Lets see what happens for more densely populated arrays.
This time I'll make 40% of it NaNs.

[X,Y] = meshgrid(0:.02:2);
Z = sin((X+Y)*3).*cos((X-Y)*5);
B = rand(size(X))>.6;
Z(B) = NaN;

tic,Zip = inpaint_nans(Z);toc
% Elapsed time is 0.821078 seconds.

tic,Zf = fillnans(Z);toc
% Elapsed time is 47.494882 seconds.

figure
surf(Zip)
title 'Inpaint_nans surface'

figure
surf(Zf)
title 'Fillnans surface'

Inpaint_nans was very much faster here, and nicely smoother. How accurate is fillnans? For the problem above, where Z0 is a well behaved, smooth function, inpaint_nans replicates its surface well, better by almost a factor of 200.

std(Z0(:) - Zip(:))
ans =
    0.0007134

std(Z0(:) - Zf(:))
ans =
      0.13365

Can the speed of fillnans be improved? Sadly, the use of waitbar is itself a real time eater.

>> tic,Zf = fillnans(Z);toc
Elapsed time is 47.233541 seconds.

Next, I modified the code to call waitbar only 100 times over the entire main loop. This just took an extra rem call in an if statement. The waitbar is still updated often enough to see it move, but not too often that it was a time hog.

>> tic,Zf = fillnans(Z);toc
Elapsed time is 18.823048 seconds.

It turns out that the calls to waitbar actually wasted roughly 60% of the entire time running. I'll bet the author makes this enhancement quickly.
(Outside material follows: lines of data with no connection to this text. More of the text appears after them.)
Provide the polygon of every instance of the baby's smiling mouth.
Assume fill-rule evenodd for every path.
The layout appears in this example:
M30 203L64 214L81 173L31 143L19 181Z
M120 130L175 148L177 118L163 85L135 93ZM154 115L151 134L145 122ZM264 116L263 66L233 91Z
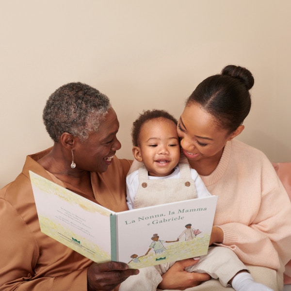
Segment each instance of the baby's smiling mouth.
M165 163L166 162L169 162L170 161L167 160L158 160L156 161L157 162L159 162L160 163Z

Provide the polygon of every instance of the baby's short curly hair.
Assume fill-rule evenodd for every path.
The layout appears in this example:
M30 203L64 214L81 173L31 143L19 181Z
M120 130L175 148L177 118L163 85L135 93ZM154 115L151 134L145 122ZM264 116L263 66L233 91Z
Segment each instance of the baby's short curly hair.
M160 118L169 119L173 121L176 125L177 120L168 112L165 110L153 109L153 110L144 111L137 119L133 122L131 128L131 139L134 146L139 145L139 134L143 125L147 121Z
M84 141L98 130L111 107L108 97L97 89L81 82L69 83L57 89L48 98L43 119L54 141L68 132Z

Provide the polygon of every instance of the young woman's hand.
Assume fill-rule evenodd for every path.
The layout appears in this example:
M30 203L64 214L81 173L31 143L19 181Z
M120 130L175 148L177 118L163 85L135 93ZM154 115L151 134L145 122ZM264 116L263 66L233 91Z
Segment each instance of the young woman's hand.
M162 275L162 281L159 285L159 288L184 290L210 279L210 276L206 273L189 273L185 271L185 268L194 265L198 260L187 259L176 262Z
One behavior of fillnans that is useful is based on its being a convex combination of the data. So at any location, the predicted value must be bounded by the min and max of the data itself. (Method 4 of inpaint_nans should have a similar behavior, for those who must minimize extrapolation
at all costs.)

Another property of fillnans that may be more useful is based on its underlying algorithm. While fillnans is moderately slow, the time required for its solution is
O(K*L), where K is the number of NaN elements to be interpolated, and L is the number of non-NaN elements. Since inpaint_nans is based on the solution of a sparse system of linear equations, that system may grow huge, making the solution of a truly huge problem impossible in the RAM available. However, fillnans may still succeed eventually, as long as you have the RAM to make a copy of the original array.
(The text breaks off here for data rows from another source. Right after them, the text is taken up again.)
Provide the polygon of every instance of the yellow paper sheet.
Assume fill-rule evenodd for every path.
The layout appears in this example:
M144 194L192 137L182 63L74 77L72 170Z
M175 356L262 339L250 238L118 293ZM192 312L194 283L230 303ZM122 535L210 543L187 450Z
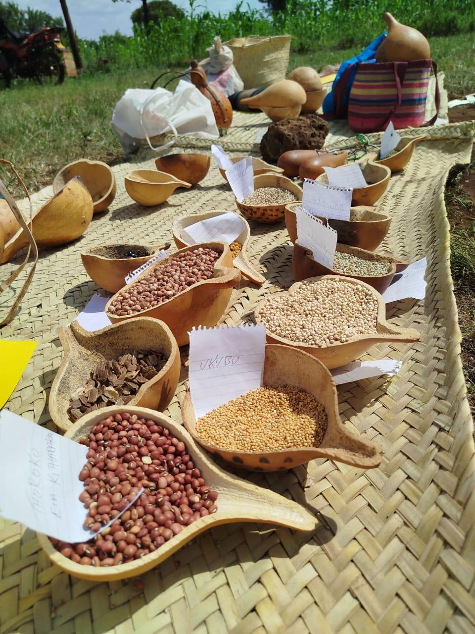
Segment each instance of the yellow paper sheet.
M0 340L0 410L10 398L37 341Z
So for those who may read my review, your own rating of this tool will be a function of the problems that you pose to it. If your problems are simply too large for inpaint_nans, and you are not too worried about a lesser accuracy, then fillnans may be worth a 5 rating for you. For those of you who have smaller problems, who need more accuracy/smoothness, then your rating will be lower. I've chosen to rate it as a 4.

My thanks to the author for his continued modifications. Along the way, he has considerably improved this code. With those enhancements, perhaps it is now time to revise my own rating.

Thanks a lot!!